All three principals are new to their roles in this recording – something either exhilarating or anxiety inducing depending on the listener. The actual result doesn’t inspire any extreme emotion, which is the problem. Lawrence Foster leads the Gulbenkian Orchestra in a clean reading, yet they have little feeling for the score’s sudden outbursts, the brilliant, gnarly strings, the moments of melting lyricism. Tempi are on the slow side, not helping the singers (and they need it) achieve a sense of forward propulsion.
Most disappointing is Nikolai Schukoff, whose tenor is brighter and lighter than most Otelli. This is not a role that he could credibly sing in a big house at the moment, and it sadly falls short here. But leaving aside the vocal inadequacies, Schukoff struggles to come to grips with the drama most. He manages to catch the mood in Niun mi tema (bar an overly histrionic groan), but this comes far too late in the day.
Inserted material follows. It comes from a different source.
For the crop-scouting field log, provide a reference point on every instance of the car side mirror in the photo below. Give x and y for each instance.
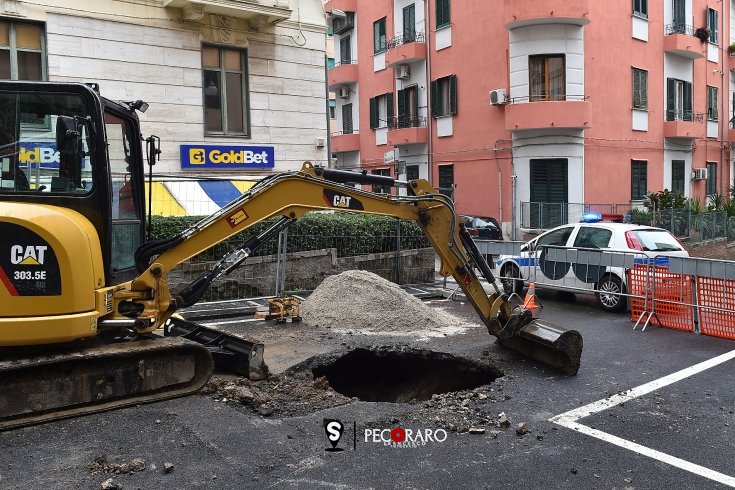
(68, 136)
Lester Lynch is a solid Iago, but not much more than that. He has a tendency to apply too much pressure to his muscular voice, and lacks the sly playfulness of the best Iagos. Yet he is more sensitive to the words than our leading man, and has room to grow into the role.
The most dramatically alert of the three principals is Melody Moore, whose Desdemona is beautifully sung. She has an innate feel for the tricky Verdi recitative, and has every chance of becoming an impressive Desdemona. She just needs the right support first.